Gallio, the proconsul of Achaea, is described in Acts 18:12-17 as allowing Sosthenes to be beaten without trial. Interestingly, Gallio appears to have been the son of Seneca the Elder, and brother of the famed Seneca the Younger the tutor of Nero, as well as the brother of the poet Lucan , all three of whom (Seneca Sr. Seneca Jr. and Lucan) have works extent.

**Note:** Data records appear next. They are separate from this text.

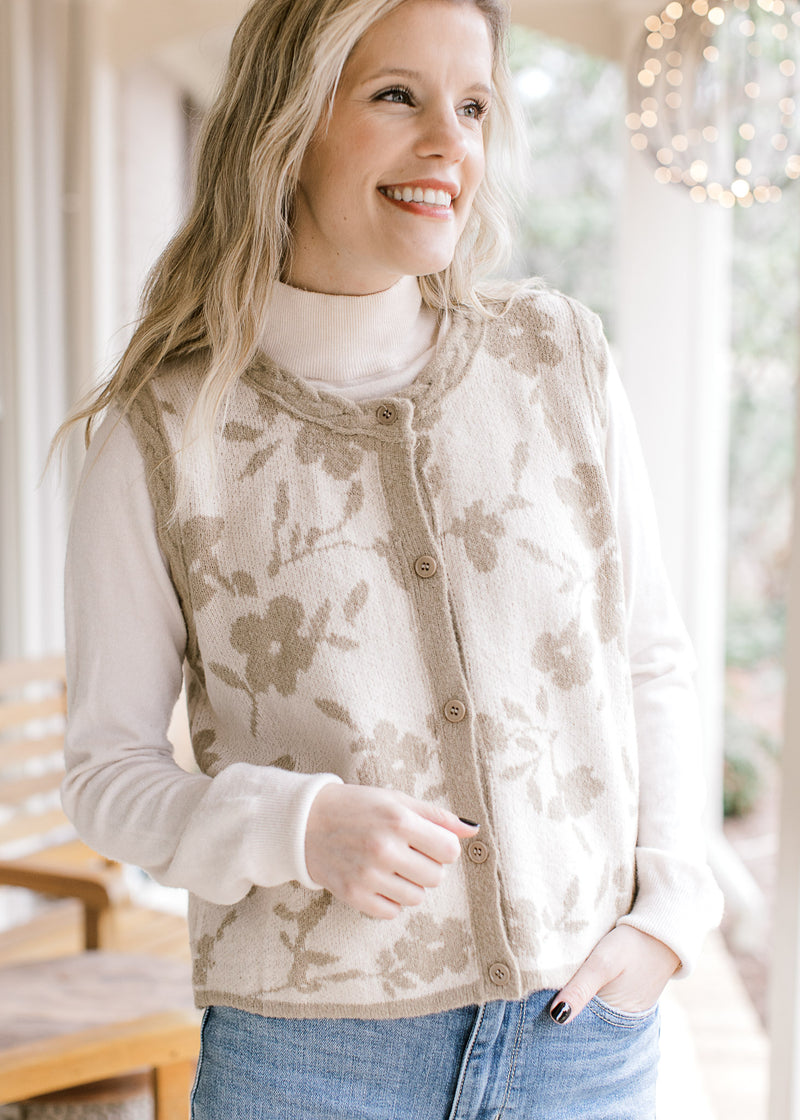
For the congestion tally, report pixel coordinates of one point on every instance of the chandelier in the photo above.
(715, 98)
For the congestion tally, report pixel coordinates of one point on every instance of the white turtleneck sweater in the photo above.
(126, 634)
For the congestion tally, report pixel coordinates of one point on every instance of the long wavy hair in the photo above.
(208, 288)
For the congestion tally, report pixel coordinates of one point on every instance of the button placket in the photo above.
(426, 567)
(477, 851)
(499, 973)
(455, 711)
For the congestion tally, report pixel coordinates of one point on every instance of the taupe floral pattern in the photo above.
(304, 959)
(480, 532)
(341, 458)
(566, 656)
(201, 537)
(394, 761)
(279, 645)
(424, 952)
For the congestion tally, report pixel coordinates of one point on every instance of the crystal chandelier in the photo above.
(715, 98)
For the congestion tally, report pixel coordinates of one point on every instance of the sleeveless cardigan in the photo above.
(424, 594)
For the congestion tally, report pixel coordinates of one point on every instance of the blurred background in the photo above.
(100, 106)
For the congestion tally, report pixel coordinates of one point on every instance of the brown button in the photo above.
(425, 567)
(477, 851)
(454, 711)
(499, 973)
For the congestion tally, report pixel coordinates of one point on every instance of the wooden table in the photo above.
(96, 1015)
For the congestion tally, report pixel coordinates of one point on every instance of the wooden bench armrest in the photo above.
(156, 1042)
(72, 870)
(95, 887)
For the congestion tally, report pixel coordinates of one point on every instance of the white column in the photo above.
(675, 314)
(31, 37)
(48, 217)
(784, 994)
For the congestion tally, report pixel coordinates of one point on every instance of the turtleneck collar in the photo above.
(342, 339)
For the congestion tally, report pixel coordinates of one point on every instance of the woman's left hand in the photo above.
(626, 969)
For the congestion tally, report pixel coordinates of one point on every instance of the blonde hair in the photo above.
(208, 289)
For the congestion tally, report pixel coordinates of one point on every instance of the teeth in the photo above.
(426, 195)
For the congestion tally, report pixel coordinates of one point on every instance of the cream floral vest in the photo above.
(420, 593)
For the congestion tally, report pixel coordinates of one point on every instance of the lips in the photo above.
(429, 196)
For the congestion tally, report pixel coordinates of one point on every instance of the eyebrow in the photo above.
(416, 75)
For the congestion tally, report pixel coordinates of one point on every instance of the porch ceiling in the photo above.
(143, 28)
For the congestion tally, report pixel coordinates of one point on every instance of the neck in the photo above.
(345, 338)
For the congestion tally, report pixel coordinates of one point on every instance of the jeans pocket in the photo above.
(620, 1018)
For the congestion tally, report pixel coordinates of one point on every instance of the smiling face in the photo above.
(387, 187)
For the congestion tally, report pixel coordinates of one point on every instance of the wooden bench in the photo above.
(38, 847)
(71, 1017)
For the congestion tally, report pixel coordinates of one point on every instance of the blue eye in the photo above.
(475, 110)
(397, 95)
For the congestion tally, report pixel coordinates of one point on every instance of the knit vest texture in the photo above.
(424, 594)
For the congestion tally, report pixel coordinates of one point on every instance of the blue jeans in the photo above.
(501, 1060)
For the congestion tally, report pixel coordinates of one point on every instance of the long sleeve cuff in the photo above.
(677, 901)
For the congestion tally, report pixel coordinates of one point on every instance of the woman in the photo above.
(443, 847)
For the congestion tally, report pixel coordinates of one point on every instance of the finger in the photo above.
(458, 826)
(593, 974)
(398, 889)
(373, 905)
(418, 868)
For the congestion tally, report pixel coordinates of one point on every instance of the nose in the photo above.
(443, 134)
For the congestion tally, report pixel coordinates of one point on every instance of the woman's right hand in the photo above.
(379, 850)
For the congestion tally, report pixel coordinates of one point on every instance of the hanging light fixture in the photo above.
(715, 98)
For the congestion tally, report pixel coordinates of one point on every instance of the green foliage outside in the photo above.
(575, 119)
(575, 108)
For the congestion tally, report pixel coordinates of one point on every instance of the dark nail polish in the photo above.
(560, 1013)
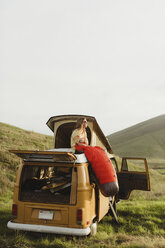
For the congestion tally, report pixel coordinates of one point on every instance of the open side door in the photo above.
(134, 175)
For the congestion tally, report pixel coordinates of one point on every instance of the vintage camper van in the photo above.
(55, 191)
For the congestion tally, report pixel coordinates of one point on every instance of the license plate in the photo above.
(46, 215)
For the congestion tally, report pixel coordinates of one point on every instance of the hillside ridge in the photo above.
(143, 139)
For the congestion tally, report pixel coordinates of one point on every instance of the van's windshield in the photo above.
(46, 184)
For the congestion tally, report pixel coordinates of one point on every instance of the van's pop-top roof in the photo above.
(73, 118)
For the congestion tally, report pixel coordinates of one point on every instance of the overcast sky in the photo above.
(103, 58)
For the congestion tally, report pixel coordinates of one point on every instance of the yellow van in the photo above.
(55, 191)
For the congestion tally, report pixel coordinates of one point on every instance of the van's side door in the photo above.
(134, 175)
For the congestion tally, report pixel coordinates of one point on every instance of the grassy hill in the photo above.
(141, 218)
(146, 139)
(15, 138)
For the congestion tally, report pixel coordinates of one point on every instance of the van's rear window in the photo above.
(46, 184)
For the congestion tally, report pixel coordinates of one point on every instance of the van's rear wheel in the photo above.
(93, 228)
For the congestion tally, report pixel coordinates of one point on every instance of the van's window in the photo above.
(63, 135)
(46, 184)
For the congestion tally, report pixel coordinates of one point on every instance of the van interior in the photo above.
(46, 184)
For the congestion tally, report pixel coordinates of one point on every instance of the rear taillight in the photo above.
(14, 210)
(79, 216)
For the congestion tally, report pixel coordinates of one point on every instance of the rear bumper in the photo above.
(49, 229)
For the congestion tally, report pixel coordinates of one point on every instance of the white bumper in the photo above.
(49, 229)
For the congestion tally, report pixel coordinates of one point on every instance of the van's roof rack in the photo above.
(51, 156)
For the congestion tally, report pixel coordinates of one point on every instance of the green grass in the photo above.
(146, 139)
(141, 218)
(13, 138)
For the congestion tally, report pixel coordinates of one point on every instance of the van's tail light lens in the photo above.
(79, 216)
(14, 210)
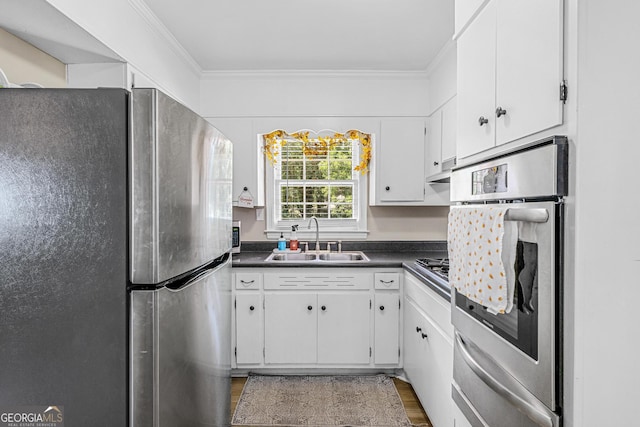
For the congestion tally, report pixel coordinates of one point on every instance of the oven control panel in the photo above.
(489, 180)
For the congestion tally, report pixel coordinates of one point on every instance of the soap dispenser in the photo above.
(293, 239)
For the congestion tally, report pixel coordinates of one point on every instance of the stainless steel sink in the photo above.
(292, 257)
(320, 257)
(343, 256)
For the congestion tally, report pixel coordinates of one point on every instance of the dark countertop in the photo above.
(386, 254)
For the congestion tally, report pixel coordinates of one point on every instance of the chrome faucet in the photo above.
(313, 218)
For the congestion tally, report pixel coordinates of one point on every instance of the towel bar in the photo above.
(528, 215)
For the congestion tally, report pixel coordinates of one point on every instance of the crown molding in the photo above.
(355, 74)
(444, 51)
(158, 26)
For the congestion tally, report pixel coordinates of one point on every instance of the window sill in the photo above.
(325, 234)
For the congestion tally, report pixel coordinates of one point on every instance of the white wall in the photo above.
(127, 28)
(23, 63)
(313, 94)
(607, 230)
(309, 94)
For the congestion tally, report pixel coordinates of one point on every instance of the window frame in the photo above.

Tacitus says that Gallio was exiled during the reign of Tiberius, then recalled and given house arrest. It is probable that he was released after Tiberius died, which is perhaps how he ended up as proconsul of Achaea during the reign of Claudius.
The Annals 6.3
“Junius Gallio however, who had proposed that the prætorian soldiers, after having served their campaigns, should acquire the privilege of sitting in the fourteen rows of the theatre, received a savage censure. Tiberius, just as if he were face to face with him, asked what he had to do with the soldiers, who ought not to receive the emperor’s orders or his rewards except from the emperor himself? He had really discovered something which the Divine Augustus had not foreseen. Or was not one of Sejanus’s satellites rather seeking to sow discord and sedition, as a means of prompting ignorant minds, under the pretence of compliment, to ruin military discipline? This was Gallio’s recompense for his carefully prepared flattery, with immediate expulsion from the Senate, and then from Italy. And as men complained that he would endure his exile with equanimity, since he had chosen the famous and lovely island of Lesbos, he was dragged back to Rome, and confined in the houses of different officials.”
The Annals 15:73:
“Nero meanwhile summoned the Senate, addressed them in a speech, and further added a proclamation to the people, with the evidence which had been entered on records, and the confessions of the condemned. He was indeed perpetually under the lash of popular talk, which said that he had destroyed men perfectly innocent out of jealousy or fear. However, that a conspiracy was begun, matured, and conclusively proved was not doubted at the time by those who took pains to ascertain the truth, and is admitted by those who after Nero’s death returned to the capital. When every one in the Senate, those especially who had most cause to mourn, abased himself in flattery, Salienus Clemens denounced Junius Gallio, who was terror-stricken at his brother Seneca’s death and was pleading for his life. He called him an enemy and traitor to the State, till the unanimous voice of the senators deterred him from perverting public miseries into an occasion for a personal resentment, and thus importing fresh bitterness into what by the prince’s clemency had been hushed up or forgotten.”